One of the main concerns that legally separated couples have is how to divide their assets, properties and debts. In Missouri, while there are no separation requirements, a couple may decide to enter into a separation agreement. These agreements can address concerns related to child support and child custody, as well as how to divide assets.
When it comes to dividing your properties and assets, the ones that were acquired during the marriage are generally considered marital property. Being that Missouri is an equitable distribution state, this means that when spouses cannot come to an agreement, the property is typically divided up equally between the two. However, this does not mean everything is split right down the middle. Rather, it is divided up in a way the courts deem as fair.
When it comes to dividing up assets though, we are talking about more than just joint savings accounts and how to divide up actual physical property, such as a house. Rather, money that is put into a retirement account by one spouse during a marriage could end up being considered joint property.

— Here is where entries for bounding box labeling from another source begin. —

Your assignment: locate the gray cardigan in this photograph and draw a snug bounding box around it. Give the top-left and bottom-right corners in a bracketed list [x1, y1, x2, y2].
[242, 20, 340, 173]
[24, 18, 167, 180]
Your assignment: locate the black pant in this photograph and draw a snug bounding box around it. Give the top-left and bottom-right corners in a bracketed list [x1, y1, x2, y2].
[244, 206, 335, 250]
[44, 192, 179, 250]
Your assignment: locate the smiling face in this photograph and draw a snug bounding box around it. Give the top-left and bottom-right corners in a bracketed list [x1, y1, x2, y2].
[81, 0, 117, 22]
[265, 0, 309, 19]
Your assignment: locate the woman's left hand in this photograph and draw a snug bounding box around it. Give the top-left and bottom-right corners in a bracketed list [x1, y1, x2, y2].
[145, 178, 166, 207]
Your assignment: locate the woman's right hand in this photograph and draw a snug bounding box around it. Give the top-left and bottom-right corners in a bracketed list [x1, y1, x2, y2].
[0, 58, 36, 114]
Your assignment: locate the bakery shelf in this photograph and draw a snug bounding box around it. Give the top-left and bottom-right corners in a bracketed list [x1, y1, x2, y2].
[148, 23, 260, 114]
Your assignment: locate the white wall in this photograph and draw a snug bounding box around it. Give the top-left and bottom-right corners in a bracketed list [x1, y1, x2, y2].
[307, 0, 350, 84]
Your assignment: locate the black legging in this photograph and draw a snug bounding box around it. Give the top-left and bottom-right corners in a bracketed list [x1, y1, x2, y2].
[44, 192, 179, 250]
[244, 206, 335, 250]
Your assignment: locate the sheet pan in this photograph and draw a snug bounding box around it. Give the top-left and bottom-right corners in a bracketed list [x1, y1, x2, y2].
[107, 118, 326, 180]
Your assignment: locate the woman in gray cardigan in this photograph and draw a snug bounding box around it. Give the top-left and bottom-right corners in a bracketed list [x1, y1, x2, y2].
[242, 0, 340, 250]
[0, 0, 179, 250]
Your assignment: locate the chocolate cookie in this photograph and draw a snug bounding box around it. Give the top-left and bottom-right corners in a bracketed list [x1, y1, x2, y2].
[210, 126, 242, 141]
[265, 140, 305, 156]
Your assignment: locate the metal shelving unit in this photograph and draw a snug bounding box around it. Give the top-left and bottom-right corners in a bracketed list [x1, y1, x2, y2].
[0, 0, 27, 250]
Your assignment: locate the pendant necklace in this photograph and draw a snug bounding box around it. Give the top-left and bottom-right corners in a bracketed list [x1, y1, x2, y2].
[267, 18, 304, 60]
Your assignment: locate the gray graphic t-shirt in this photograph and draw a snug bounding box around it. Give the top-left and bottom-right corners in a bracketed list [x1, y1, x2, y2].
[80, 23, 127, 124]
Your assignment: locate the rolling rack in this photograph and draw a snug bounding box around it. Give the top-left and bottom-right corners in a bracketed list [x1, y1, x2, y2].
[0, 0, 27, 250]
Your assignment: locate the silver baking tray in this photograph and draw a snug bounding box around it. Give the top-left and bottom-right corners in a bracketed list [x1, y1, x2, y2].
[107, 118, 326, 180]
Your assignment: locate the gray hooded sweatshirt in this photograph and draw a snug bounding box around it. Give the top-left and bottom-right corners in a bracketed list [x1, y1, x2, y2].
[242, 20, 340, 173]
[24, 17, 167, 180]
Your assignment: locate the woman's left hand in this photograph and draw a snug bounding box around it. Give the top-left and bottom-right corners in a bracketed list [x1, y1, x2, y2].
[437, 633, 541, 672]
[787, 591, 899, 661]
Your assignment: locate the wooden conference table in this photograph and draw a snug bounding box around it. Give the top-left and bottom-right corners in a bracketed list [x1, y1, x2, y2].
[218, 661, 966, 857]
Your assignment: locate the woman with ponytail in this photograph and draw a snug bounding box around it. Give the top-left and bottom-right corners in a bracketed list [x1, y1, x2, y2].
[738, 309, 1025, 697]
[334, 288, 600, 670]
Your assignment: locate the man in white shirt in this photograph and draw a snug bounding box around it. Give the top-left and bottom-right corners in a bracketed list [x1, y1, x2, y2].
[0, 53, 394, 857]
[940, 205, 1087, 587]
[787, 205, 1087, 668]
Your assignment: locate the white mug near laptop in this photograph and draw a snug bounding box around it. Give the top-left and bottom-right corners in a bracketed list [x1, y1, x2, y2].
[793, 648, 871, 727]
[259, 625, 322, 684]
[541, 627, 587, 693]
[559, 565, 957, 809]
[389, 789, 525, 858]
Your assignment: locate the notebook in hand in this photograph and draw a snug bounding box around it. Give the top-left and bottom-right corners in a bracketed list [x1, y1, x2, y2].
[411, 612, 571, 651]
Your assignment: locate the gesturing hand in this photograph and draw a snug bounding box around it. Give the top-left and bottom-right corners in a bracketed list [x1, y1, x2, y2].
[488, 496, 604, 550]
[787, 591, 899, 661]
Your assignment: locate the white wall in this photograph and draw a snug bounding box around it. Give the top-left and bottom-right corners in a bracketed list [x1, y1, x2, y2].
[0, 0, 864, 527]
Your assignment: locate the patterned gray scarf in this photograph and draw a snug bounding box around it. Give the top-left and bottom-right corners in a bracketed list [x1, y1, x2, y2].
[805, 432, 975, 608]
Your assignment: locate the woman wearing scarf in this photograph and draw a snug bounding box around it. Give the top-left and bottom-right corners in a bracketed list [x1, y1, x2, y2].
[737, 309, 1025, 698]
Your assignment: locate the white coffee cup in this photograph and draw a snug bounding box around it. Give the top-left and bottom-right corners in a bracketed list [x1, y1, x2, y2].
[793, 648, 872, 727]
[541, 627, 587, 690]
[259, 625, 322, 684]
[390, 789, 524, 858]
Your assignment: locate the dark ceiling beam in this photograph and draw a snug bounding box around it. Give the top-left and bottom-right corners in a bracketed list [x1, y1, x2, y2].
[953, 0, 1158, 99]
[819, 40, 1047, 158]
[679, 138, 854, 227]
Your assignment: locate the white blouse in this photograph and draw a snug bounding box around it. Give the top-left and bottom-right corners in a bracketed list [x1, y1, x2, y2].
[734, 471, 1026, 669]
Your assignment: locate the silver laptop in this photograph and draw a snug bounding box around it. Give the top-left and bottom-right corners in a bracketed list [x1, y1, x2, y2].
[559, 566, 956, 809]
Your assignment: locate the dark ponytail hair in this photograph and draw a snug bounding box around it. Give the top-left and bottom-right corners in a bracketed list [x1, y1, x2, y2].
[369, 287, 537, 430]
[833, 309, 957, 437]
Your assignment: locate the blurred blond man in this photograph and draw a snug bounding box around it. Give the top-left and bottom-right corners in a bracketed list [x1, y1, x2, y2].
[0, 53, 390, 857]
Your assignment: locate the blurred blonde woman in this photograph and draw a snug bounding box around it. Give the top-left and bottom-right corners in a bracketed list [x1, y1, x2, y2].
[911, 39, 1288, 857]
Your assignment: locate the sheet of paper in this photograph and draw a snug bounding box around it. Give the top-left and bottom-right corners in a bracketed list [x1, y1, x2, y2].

Generally though, assets that were given as individual gifts or inheritances, as well as those earned before marriage, are considered individual assets that are excluded from division.
As one can see, there are a lot of considerations to be made when it comes to property division. Especially in cases where spouses decide to go from being separated to divorced, it is important to keep in mind the decisions made in these separation agreements can end up having a significant impact. This is why many suggest talking with a family law attorney when attempting to create any type of separation agreement.